Like many thrillers of the era, Sabotage opens with a close-up on a dictionary definition which anticipates what’s to come. “Sabotage”, it explains, is the deliberate destruction of buildings or machinery “with the object of alarming a group of persons or inspiring public uneasiness.” There is, of course, some fun irony here, since a thriller’s basic mandate is to perform rather precisely the same function as the saboteur, thus defined. (That this definition also fits closely with today’s concept of “terrorism” does not go unnoticed.) Hitchcock wants to make us uneasy, wants to alarm us. And, in at least one famous instance, he was undoubtedly successful on that score, though he would come to regret it.
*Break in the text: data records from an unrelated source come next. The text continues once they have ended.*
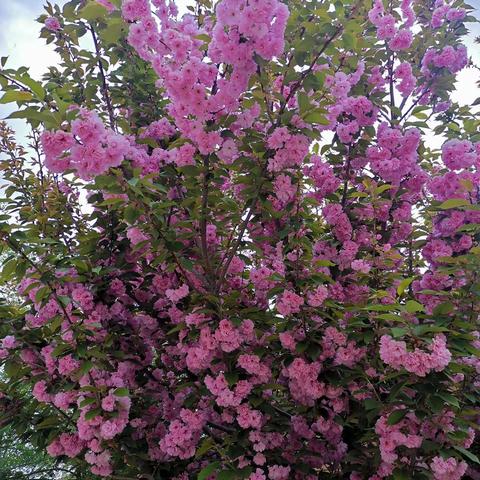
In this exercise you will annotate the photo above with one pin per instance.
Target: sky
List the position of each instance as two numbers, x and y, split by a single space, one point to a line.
19 40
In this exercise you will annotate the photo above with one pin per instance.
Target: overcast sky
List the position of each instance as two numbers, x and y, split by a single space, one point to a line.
19 40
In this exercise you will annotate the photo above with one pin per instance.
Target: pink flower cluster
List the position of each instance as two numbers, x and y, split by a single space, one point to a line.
396 154
90 149
453 59
398 39
395 354
303 381
447 469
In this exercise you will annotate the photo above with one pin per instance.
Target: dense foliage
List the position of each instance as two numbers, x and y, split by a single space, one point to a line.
238 249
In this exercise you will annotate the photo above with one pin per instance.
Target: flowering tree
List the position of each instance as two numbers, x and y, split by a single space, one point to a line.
239 251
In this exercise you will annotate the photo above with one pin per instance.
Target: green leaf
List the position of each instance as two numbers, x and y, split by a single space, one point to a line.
16 96
47 423
396 416
205 447
317 117
208 470
454 203
131 214
467 454
412 307
93 11
35 87
449 398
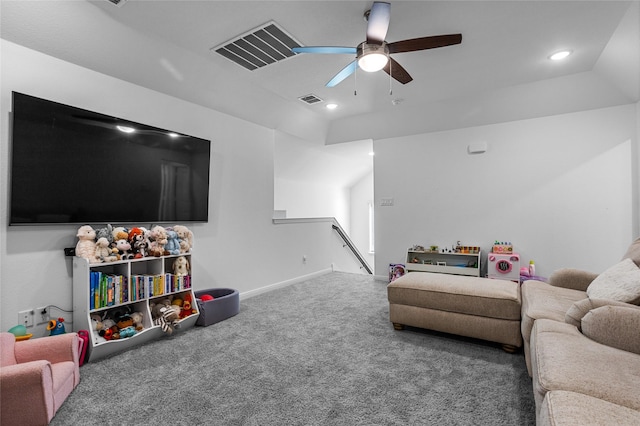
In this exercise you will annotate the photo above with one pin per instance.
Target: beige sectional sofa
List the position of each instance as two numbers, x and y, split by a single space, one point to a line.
581 335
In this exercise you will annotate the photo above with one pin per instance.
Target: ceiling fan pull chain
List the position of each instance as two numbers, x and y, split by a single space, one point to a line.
355 81
390 79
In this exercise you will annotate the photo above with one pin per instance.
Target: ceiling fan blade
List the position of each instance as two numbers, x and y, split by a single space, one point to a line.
344 73
324 49
378 25
424 43
395 70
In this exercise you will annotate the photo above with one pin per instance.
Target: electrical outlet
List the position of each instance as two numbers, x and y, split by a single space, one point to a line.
42 315
26 318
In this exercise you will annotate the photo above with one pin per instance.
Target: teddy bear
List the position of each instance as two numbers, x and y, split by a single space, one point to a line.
106 232
165 315
125 326
96 327
138 320
158 237
173 244
181 266
86 246
123 247
119 233
139 244
185 238
103 251
109 330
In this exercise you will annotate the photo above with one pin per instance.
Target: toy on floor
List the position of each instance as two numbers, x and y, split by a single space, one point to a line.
56 327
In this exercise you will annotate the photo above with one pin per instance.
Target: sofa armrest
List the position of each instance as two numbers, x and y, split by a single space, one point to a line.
575 279
579 309
63 347
614 326
26 393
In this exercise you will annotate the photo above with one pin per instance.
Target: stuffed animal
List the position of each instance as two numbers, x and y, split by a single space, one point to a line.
185 238
138 242
86 246
158 238
186 310
166 316
173 244
119 233
109 330
123 248
56 327
125 326
104 253
96 326
106 232
138 320
181 266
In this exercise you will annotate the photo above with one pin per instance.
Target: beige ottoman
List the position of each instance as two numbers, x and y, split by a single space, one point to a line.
482 308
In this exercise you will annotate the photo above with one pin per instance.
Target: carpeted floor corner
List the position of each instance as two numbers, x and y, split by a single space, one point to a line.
321 352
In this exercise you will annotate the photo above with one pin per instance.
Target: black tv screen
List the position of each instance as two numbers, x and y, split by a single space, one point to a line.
70 165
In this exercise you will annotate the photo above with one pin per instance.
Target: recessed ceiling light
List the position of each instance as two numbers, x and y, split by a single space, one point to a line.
558 56
126 129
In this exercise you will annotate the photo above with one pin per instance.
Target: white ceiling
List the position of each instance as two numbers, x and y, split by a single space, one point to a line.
499 72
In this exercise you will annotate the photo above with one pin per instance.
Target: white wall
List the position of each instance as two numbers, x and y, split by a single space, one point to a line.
361 196
313 199
239 247
560 188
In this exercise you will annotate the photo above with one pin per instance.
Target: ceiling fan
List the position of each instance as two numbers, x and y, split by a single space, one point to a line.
374 53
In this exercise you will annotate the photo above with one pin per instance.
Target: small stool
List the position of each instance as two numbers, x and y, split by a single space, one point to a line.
475 307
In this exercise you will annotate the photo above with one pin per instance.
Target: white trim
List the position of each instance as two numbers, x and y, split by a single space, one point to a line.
250 293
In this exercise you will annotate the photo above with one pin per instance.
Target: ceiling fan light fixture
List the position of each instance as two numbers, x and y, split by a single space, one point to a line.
372 57
373 62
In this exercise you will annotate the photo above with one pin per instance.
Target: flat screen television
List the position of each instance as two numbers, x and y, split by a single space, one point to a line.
69 165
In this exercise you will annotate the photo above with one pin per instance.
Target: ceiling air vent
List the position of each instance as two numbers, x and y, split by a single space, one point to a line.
118 3
310 99
259 47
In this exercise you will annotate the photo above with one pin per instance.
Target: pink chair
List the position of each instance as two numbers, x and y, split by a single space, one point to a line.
36 376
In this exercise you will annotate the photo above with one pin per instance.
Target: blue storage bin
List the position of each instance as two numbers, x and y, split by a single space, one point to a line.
225 304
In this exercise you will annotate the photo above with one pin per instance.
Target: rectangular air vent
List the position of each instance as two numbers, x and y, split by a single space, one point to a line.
259 47
310 99
118 3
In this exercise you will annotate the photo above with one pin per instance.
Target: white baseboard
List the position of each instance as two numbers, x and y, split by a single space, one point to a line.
271 287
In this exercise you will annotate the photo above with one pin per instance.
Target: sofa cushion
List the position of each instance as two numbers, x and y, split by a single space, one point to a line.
633 252
562 358
561 408
614 326
541 300
579 309
621 282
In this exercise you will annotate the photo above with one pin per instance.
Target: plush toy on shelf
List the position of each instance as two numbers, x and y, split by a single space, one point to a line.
158 237
138 320
86 245
103 251
138 242
106 232
125 326
123 248
173 243
56 327
185 238
181 266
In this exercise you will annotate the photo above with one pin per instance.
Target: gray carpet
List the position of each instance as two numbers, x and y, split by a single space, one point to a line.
321 352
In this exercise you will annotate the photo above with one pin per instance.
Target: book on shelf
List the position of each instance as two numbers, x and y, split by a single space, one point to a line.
107 290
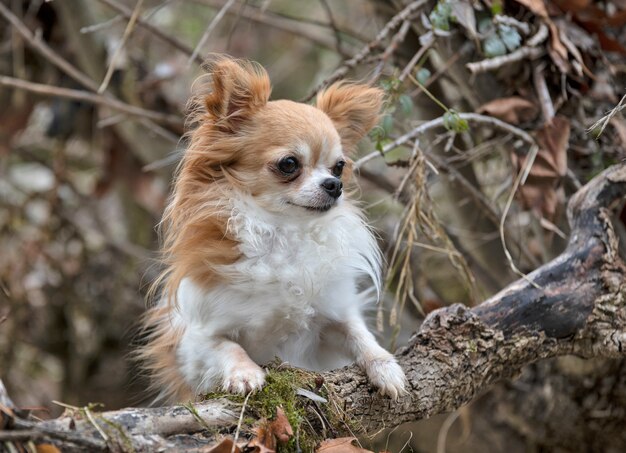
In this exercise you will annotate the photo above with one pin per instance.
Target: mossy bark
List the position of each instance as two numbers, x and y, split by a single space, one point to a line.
573 305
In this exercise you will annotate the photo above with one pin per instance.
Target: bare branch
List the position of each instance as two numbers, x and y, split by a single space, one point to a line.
439 122
580 308
174 42
530 51
216 20
116 55
393 23
92 98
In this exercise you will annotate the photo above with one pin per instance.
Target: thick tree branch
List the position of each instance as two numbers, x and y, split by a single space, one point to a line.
579 308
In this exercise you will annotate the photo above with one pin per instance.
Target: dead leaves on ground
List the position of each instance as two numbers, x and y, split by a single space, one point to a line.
513 110
270 434
542 191
341 445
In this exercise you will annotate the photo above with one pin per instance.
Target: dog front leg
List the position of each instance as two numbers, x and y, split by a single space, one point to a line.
380 366
211 363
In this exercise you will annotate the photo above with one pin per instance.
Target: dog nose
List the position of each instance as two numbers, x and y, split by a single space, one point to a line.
333 187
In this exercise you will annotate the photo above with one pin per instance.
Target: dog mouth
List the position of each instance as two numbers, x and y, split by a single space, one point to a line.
322 208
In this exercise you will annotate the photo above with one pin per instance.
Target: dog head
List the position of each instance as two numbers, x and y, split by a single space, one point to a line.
292 158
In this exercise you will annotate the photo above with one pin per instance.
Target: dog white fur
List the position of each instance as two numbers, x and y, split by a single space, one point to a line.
263 251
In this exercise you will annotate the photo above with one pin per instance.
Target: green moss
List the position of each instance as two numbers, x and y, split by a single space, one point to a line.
280 391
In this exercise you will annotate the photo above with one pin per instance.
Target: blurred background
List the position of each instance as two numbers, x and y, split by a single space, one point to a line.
92 103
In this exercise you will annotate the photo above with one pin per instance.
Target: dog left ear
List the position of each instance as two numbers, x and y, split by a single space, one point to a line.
353 108
239 89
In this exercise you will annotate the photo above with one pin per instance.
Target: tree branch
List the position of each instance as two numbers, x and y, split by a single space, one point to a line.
579 308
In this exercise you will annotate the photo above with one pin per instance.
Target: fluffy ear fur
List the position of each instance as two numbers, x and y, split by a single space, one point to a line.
353 108
239 88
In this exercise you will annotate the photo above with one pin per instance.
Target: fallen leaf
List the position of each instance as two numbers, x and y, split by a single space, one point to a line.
556 49
281 428
572 6
225 446
265 441
536 6
542 189
269 433
463 12
620 127
513 110
340 445
47 448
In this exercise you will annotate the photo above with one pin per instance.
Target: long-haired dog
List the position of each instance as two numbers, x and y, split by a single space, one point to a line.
263 252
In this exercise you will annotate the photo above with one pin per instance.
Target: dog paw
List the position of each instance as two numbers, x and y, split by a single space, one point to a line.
244 378
386 374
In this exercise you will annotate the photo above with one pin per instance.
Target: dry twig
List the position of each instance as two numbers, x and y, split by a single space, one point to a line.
92 98
393 23
530 50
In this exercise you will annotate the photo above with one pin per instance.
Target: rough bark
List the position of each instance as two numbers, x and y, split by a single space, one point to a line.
572 305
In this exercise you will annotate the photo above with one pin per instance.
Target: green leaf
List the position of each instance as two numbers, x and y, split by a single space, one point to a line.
406 104
496 7
387 124
510 37
440 16
493 46
453 122
422 75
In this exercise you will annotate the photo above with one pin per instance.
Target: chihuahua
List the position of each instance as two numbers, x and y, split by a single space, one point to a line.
263 252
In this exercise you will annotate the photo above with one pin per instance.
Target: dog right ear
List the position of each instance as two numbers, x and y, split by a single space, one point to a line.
239 88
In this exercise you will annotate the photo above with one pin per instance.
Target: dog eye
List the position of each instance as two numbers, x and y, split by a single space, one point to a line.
338 168
288 165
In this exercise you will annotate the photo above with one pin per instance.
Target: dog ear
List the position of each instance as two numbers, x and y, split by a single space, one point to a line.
239 88
353 108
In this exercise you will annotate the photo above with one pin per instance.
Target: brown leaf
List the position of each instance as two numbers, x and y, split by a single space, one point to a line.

Released in 1936, Sabotage shocked audiences with one of the most astoundingly suspenseful sequences that had yet been committed to film. As we watch a child carry a bomb across London, all of us knowing that the thing is set to go off at one o’clock, Hitchcock cuts back and forth between shots of the boy with his terrible package and clock faces as they count out the seconds. As we begin to fear that—my god—he may actually be blown apart, Hitchcock allows the time to pass one o’clock, to go two minutes over the deadline. And then, suddenly, appallingly, just as we have started to sense that the device is faulty, that the boy will make it through after all, it detonates. The kid does not stay in the picture.
Hitch once referred to this extraordinary scene as “a terrible mistake”. “I worked the audience up, and then I let the bomb go off,” he told Dick Cavett in a famous interview from 1972. “I had made the mistake of not relieving them [the audience] at the end of the suspense. In other words, if you put the audience through the mill like that, you must relieve them. The bomb must be found.” And yet, this “mistake” (he even claimed he would undo it if he had the chance) remains for me one of the most important sequences in his oeuvre. It is unaccountable, terrifying, and ultimately empty of deeper meaning. An existential flash, a “like a dog” moment, that explosion is the cry in the dark, the reminder of the inevitability of an abrupt and unwelcome death. If Hitch had relieved us of this painful image and the horror that follows it around for the rest of the film, Sabotage would still have been an excellent little thriller. But, in spite of all of his second guessing, it is this brief and uncharacteristic instance of tension without relief that cements
as one of Hitch’s excellent big thrillers.